Ciascuno dei detti Edifici è formato da più unità immobiliari urbane autonomamente identificate al Catasto Fabbricati del Comune.
Per quanto concerne l’Edificio Y, su cui, in particolare, si concentrano i quesiti oggetto della presente istanza, la società istante evidenzia che lo stesso risulta composto:
– da 3 piani fuori terra più il piano copertura;
– da 2 piani interrati che occupano, in estensione, una superficie maggiore rispetto alla proiezione del fabbricato.
Il piano copertura è costituito da una terrazza praticabile, ove sono ubicati i torrini dei vani scala, i locali ascensori ed i locali impianti.
In base agli approfondimenti eseguiti dai tecnici dell’Area Immobiliare della società istante, in vista della prospettata dismissione del Complesso Immobiliare, sono state riscontrate – con riferimento alla situazione del terrazzo di copertura dell’Edificio Y – talune difformità rispetto al Progetto Edilizio Originario.
Tale circostanza ha reso necessario per la società istante eseguire, nell’ottica della futura alienazione dell’immobile, una procedura di sanatoria, avviata e conclusasi nel corso del 2019 ad esito del positivo espletamento della pratica di accertamento di conformità prevista dall’art. 22 della Legge Regionale 11 agosto 2008, n. 15, in materia di “Vigilanza sull’attività urbanistico-edilizia” (di seguito, la “L.R. Lazio”).
Per quanto riguarda le caratteristiche dell’intervento di regolarizzazione, la società istante fa presente che, in base al parere favorevole della Sovrintendenza Capitolina ai Beni Culturali – obbligatorio in base alle Norme Tecniche di Attuazione del Piano Regolatore Generale di — e prodromico rispetto alla procedura di accertamento di conformità di cui all’art. 22 della L.R. Lazio – la regolarizzazione di cui si discute ha ad oggetto “[…] modifiche apportate, in fase di costruzione (vale a dire nel 1979), ai volumi tecnici dei corpi scala e ascensori sul terrazzo di copertura con variazioni prospettiche”.
Tale circostanza risulta, altresì, confermata dalla relazione tecnica asseverata indirizzata alla Sovrintendenza, secondo la quale la regolarizzazione riguarda opere eseguite in maniera abusiva già in fase di costruzione dell’immobile che hanno condotto a produrre delle difformità rispetto al Progetto Edilizio Originario ravvisabili “nella dimensione terminale delle scale, in corrispondenza degli sbarchi dei 4 vani scala/ascensori sul terrazzo, nel prospetto dei torrini e dei locali tecnici”.

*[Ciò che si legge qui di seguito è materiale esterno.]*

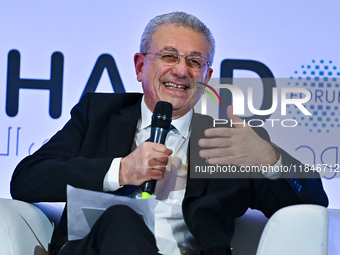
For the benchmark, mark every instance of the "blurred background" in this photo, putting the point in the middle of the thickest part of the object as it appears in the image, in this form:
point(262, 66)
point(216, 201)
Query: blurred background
point(293, 39)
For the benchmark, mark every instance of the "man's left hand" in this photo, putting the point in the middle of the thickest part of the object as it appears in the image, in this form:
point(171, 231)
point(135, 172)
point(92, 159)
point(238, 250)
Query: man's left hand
point(239, 146)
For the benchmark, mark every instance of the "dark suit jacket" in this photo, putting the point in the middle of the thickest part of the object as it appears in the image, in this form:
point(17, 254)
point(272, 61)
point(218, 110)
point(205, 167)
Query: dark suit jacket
point(102, 127)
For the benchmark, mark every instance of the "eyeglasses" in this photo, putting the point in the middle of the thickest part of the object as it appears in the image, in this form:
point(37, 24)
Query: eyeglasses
point(193, 62)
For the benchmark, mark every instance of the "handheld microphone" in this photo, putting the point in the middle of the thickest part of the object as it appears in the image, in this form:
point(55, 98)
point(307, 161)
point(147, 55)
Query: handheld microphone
point(160, 125)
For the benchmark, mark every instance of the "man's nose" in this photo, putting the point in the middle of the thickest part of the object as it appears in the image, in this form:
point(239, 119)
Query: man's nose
point(181, 69)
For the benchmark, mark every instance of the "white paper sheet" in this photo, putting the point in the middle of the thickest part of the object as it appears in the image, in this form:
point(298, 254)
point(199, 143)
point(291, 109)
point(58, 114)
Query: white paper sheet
point(84, 207)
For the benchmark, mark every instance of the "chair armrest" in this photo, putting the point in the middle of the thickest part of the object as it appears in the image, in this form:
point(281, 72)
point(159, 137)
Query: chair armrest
point(24, 229)
point(301, 230)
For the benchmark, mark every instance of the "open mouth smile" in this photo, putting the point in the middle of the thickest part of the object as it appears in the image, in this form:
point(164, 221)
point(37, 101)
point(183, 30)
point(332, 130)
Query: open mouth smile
point(174, 86)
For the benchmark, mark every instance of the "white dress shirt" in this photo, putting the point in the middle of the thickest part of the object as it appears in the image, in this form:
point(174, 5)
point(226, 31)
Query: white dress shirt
point(171, 233)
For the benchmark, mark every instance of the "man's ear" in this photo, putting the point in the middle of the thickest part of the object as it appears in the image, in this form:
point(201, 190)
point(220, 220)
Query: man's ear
point(139, 65)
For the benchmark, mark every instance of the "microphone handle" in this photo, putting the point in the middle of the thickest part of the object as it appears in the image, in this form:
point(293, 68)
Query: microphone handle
point(158, 135)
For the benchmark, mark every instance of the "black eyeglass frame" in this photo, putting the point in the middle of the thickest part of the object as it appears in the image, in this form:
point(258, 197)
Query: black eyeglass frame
point(159, 55)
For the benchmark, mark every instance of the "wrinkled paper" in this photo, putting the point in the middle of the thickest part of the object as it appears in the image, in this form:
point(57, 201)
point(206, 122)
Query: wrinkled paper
point(84, 207)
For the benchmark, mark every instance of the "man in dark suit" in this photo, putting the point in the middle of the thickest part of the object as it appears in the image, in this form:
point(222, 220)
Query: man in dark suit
point(102, 148)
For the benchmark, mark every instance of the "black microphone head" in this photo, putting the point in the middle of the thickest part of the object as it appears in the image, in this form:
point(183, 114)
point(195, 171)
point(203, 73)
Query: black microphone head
point(162, 115)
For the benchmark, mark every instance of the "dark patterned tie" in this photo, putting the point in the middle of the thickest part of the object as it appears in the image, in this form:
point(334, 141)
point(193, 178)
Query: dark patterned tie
point(130, 190)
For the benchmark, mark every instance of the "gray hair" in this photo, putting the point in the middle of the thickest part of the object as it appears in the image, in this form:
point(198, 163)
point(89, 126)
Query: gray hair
point(181, 19)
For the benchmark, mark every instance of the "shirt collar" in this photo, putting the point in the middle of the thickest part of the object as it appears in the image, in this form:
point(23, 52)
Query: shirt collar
point(182, 124)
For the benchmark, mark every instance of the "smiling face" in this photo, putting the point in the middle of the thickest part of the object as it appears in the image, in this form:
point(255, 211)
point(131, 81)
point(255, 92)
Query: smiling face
point(162, 82)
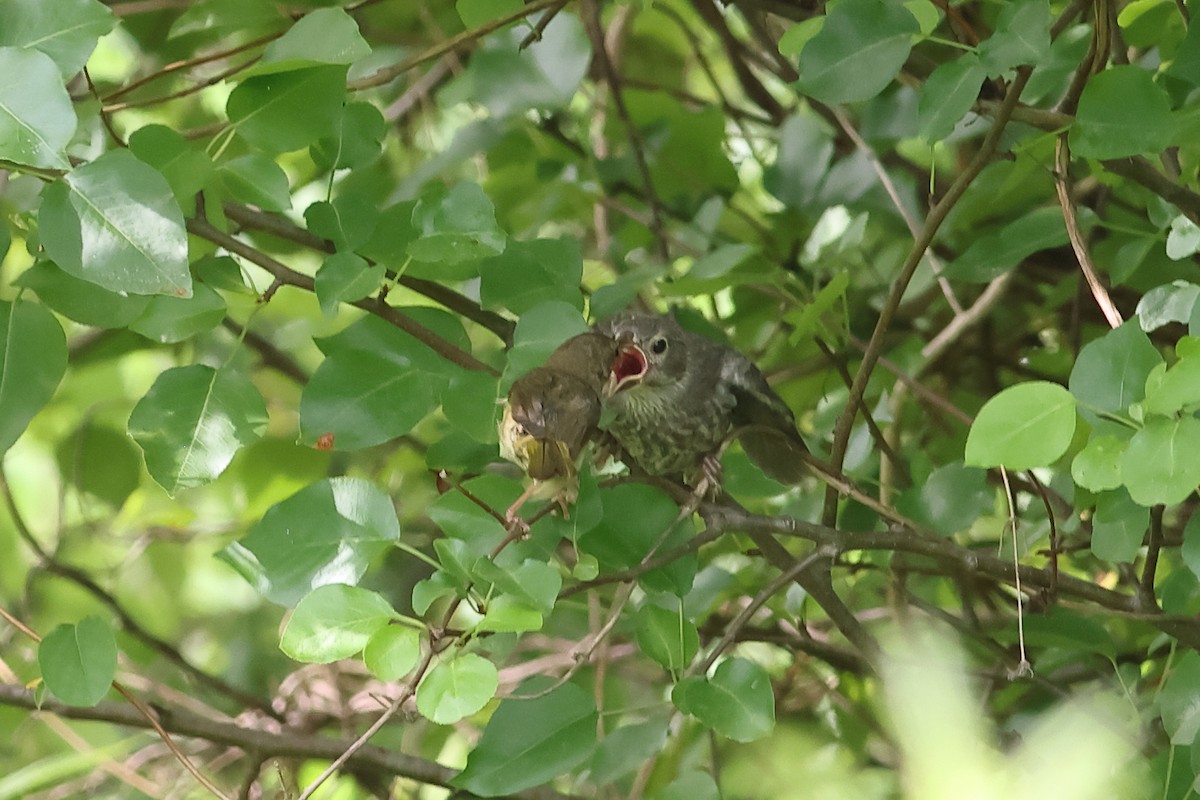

La società istante fa presente che nella medesima relazione tecnica si attesta, altresì, che l’intervento di regolarizzazione non è in contrasto con gli strumenti urbanistici approvati o adottati, né con il regolamento edilizio vigente e che l’intervento non comporta modifiche alla sagoma dell’edificio né aumento di unità immobiliari.
Avendo ottenuto il predetto parere favorevole della Sovrintendenza, la società istante ha avviato presso il competente Comune di —- la procedura di sanatoria dell’intervento abusivo a suo tempo eseguito, seguendo a tal proposito l’iter stabilito dall’art. 22 della L.R. Lazio.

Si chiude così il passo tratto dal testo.